Выбрать главу

Есенин был имажинистом и крестьянским поэтом, и противоречия в этом не наблюдалось.

Он был шире всех своих товарищей — он был огромен.

Он в равной степени не желал быть только имажинистом и восприниматься только как крестьянский поэт.

Имажинисты — с ними всё ясно: «кривляются».

А крестьянские поэты… По этому поводу точнее всего подметил Эммануил Герман, написавший о Есенине: «Кольцовым быть не хотел. Помнил, что Кольцов говорил о Пушкине „они“».

Есенин хотел говорить Пушкину «ты».

Этим вещам Есенин мечтал научить своих собратьев.

Одних — быть органичнее, услышать кровоток земли.

Вторых — выморить в себе затаённое — не крестьянское, а холопское.

И если отступить от привычного разделения на первых и вторых, вдруг открывается совсем иная картина.

«Мужикослов» Ширяевца вполне мог быть опубликован в имажинистских сборниках. Перенасыщенные образами и метафорами стихи Клюева — тем более.

Алексей Ганин имажинистом не стал лишь по недосмотру, в силу зацикленности на своей «вологодскоски», а также настойчивого антисемитизма.

В свою очередь Ивнев, Грузинов и Кусиков — вполне себе «крестьянские», то есть традиционалистские поэты, особенно когда писали о «природе».

И если они кому-то кажутся вычурными, так редко кто мог быть столь же вычурным, как Клюев.

Едва ли не главный есенинский наследник — соразмерный ему гений русской поэзии Павел Васильев — воспринял наследие не встреченного им учителя из рук имажиниста Ивнева и «крестьянина» Клычкова, с которыми общался и дружил. Буйная Васильевская поэтика апеллирует в равной степени и к народному началу, и к модернистскому — и к «Радунице», и к «Исповеди хулигана».

Есенин — не путаник. Есенин — великий поэтический примиритель.

* * *

Айседора вернулась в Москву на следующий день после приезда Есенина, Клюева и Приблудного.

К удивлению «Или Илича» Шнейдера, искать мужа она не стала, выглядела крайне сдержанной, полностью погрузилась в дела школы и в подготовку к новым выступлениям.

Ирландская мать обиделась! Патрик не должен был так поступать — позволять какой-то девке высказываться за него. Некоторые вещи даже детям не прощают.

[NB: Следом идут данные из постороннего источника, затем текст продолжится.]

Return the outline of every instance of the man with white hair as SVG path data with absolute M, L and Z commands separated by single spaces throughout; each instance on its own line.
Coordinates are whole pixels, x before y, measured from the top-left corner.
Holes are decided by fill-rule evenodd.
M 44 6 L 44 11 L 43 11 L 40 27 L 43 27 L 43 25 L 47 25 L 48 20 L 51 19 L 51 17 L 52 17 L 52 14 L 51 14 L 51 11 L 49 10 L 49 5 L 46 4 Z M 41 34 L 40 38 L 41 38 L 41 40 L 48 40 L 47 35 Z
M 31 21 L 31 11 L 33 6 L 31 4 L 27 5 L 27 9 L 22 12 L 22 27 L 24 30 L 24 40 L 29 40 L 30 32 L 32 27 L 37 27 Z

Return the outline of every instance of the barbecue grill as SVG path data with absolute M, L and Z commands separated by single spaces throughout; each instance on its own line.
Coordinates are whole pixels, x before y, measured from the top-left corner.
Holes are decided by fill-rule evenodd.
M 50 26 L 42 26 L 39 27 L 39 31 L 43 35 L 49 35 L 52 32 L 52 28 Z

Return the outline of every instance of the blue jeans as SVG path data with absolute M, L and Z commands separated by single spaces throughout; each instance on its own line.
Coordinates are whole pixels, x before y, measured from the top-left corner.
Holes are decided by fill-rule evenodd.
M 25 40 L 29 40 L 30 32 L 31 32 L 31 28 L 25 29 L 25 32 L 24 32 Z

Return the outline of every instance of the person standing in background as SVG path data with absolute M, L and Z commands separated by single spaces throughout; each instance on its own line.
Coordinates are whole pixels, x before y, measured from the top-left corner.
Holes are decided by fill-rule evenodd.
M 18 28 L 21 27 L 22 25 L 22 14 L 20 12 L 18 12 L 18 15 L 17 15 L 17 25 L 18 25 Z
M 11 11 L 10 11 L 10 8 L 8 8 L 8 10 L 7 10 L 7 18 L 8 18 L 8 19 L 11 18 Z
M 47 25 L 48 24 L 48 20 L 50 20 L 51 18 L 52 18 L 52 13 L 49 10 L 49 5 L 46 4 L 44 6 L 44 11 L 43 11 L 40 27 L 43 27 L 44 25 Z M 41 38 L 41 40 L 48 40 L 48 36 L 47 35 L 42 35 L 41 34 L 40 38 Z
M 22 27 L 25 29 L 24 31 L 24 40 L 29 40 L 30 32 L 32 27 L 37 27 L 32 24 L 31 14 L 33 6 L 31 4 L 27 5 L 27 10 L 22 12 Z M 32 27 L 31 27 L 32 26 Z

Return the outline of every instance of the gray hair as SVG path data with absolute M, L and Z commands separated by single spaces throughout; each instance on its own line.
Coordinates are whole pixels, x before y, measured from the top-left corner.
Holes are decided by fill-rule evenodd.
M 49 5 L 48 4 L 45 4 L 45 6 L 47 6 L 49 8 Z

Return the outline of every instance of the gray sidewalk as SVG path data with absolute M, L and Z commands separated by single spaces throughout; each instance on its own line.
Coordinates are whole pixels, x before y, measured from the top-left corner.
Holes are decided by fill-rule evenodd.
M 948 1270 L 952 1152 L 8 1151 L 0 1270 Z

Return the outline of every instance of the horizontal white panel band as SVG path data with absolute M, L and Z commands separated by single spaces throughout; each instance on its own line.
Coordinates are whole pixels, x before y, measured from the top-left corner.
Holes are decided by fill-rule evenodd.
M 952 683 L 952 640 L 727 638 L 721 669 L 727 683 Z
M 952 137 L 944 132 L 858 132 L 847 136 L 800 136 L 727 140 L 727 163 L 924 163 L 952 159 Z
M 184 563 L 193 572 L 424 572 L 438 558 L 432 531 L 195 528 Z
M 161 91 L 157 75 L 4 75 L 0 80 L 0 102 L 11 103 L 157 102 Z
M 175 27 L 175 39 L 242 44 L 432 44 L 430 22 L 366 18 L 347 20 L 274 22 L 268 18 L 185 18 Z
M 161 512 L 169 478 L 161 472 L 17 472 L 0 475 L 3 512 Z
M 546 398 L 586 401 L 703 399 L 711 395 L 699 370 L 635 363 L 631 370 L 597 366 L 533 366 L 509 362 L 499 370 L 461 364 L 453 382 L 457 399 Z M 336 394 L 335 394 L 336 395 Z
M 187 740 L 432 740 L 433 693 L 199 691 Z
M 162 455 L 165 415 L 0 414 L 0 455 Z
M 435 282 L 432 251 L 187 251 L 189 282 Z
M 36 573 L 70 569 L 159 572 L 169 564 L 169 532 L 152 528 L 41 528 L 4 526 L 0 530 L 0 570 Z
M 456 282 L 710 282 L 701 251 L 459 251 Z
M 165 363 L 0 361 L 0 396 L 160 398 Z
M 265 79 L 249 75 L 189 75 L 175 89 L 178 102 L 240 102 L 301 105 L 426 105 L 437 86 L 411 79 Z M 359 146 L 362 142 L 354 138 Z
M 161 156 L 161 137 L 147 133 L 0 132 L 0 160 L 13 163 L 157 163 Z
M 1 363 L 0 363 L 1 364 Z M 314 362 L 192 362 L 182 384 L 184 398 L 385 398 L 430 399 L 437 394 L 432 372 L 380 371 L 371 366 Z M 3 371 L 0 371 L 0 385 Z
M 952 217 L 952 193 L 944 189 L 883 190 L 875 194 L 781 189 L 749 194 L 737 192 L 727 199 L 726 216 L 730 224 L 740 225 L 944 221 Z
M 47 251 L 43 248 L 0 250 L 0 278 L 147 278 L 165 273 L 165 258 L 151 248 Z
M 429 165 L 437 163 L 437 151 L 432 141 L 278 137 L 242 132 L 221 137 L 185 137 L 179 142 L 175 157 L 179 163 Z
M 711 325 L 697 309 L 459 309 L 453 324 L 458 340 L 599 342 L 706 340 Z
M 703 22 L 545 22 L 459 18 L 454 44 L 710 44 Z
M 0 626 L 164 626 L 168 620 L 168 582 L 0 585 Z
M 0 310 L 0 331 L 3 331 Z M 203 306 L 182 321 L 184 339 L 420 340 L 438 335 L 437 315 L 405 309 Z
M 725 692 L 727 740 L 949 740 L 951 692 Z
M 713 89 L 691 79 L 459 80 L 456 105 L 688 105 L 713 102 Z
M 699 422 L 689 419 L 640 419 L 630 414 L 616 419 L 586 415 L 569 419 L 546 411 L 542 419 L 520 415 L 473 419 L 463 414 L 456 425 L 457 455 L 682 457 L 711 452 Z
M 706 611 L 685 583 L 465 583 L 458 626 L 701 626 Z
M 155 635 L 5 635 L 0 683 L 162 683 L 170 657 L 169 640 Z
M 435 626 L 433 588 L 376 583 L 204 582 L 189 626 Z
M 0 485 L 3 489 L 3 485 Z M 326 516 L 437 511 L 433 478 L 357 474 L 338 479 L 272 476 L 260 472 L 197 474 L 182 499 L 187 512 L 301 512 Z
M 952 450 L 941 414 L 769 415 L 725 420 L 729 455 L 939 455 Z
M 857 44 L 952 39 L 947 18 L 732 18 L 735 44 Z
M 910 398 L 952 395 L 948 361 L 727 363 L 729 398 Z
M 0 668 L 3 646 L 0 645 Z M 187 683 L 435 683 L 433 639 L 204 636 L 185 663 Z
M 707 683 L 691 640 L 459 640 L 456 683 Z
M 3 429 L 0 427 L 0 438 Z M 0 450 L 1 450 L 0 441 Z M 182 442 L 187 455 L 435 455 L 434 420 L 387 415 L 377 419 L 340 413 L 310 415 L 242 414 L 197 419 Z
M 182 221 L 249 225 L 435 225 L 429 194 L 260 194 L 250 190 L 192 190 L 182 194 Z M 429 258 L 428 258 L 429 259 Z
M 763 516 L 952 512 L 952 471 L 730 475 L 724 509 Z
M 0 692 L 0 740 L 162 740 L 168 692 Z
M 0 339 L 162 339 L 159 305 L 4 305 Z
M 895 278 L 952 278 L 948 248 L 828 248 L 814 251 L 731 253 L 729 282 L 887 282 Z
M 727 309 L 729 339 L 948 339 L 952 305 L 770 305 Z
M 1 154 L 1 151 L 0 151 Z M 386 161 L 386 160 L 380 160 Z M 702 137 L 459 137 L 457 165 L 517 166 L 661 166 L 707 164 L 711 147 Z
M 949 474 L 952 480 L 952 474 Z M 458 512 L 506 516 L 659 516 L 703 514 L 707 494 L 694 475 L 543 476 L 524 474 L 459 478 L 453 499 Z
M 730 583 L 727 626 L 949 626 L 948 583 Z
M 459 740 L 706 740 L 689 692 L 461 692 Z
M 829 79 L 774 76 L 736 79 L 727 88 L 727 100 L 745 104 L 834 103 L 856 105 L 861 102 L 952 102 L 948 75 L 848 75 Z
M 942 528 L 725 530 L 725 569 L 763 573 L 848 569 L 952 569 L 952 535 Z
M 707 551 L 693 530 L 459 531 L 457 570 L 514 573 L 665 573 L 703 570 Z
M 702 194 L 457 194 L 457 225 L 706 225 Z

По крайней мере, пока дети не явятся сами просить прощения.

И Есенин — явился.

Шнейдер вспоминал:

«Зайдя перед началом спектакля в гримировальную, я увидел рядом с заказной огромной корзиной какой-то маленький горшочек с одиноко торчащим цветком. К нему была приколота записка. Я узнал знакомый почерк: буквы не соединялись и были рассыпаны, как зёрна:

„От Сергея Есенина“.

Подавать горшочек на огромную сцену театра было нельзя (ведь именно поэтому „театральные“ корзины и делают такими внушительными). Я просто переколол записку с горшочка на корзину.

После 6-й симфонии и антракта, когда уже шёл „Славянский марш“, я вдруг услышал шум вблизи сцены и, подойдя к двери, ведущей в кулуары, увидел сквозь квадратный „глазок“ такую картину: два милиционера пытались удержать Есенина, который, вырываясь, ударял себя кулаком в грудь, объясняя:

— Я Дункан!

Сейчас же выйдя к ним, я взял Есенина за руку и потянул к двери. Он обхватил меня руками с такой горячей радостью, с которой, должно быть, утопающий бросается к спасательному кругу.

— Это к вам? — спросил один из милиционеров.

Я утвердительно кивнул головой, а Есенин ещё раз как-то по-детски трогательно и обиженно стукнул себя в грудь:

— Я — Дункан!»

Прошедший сквозь милицейский кордон Есенин тут же признается Шнейдеру:

— Хочу немедленно посмотреть на Изадору!

Шнейдер, понимая, что реакция её на Есенина может быть непредсказуемой, взял с него клятвенное слово, что тот не станет делать Дункан никаких знаков из-за кулис.

Есенин кивнул: да; в смысле — нет, не буду.

«Мы встали в первой кулисе, — пишет Шнейдер, — он — впереди, прижавшись ко мне, я — положив руки на его плечи. Я очень любил его, и в эти минуты у меня было радостное чувство оттого, что я снова его вижу.

Есенин стоял не шевелясь. Вдруг я услышал сильный, свистящий шёпот:

— Издаро-о-ора! Издаро-о-ора!

Заглянув ему в лицо, я увидел сияющие глаза и вытянутые трубочкой губы:

— Издаро-о-о…

— Сергей Александрович! Вы же обещали!

— Не буду, не буду…»

Только когда раздались финальные аплодисменты, Дункан заметила Есенина и бросилась к нему.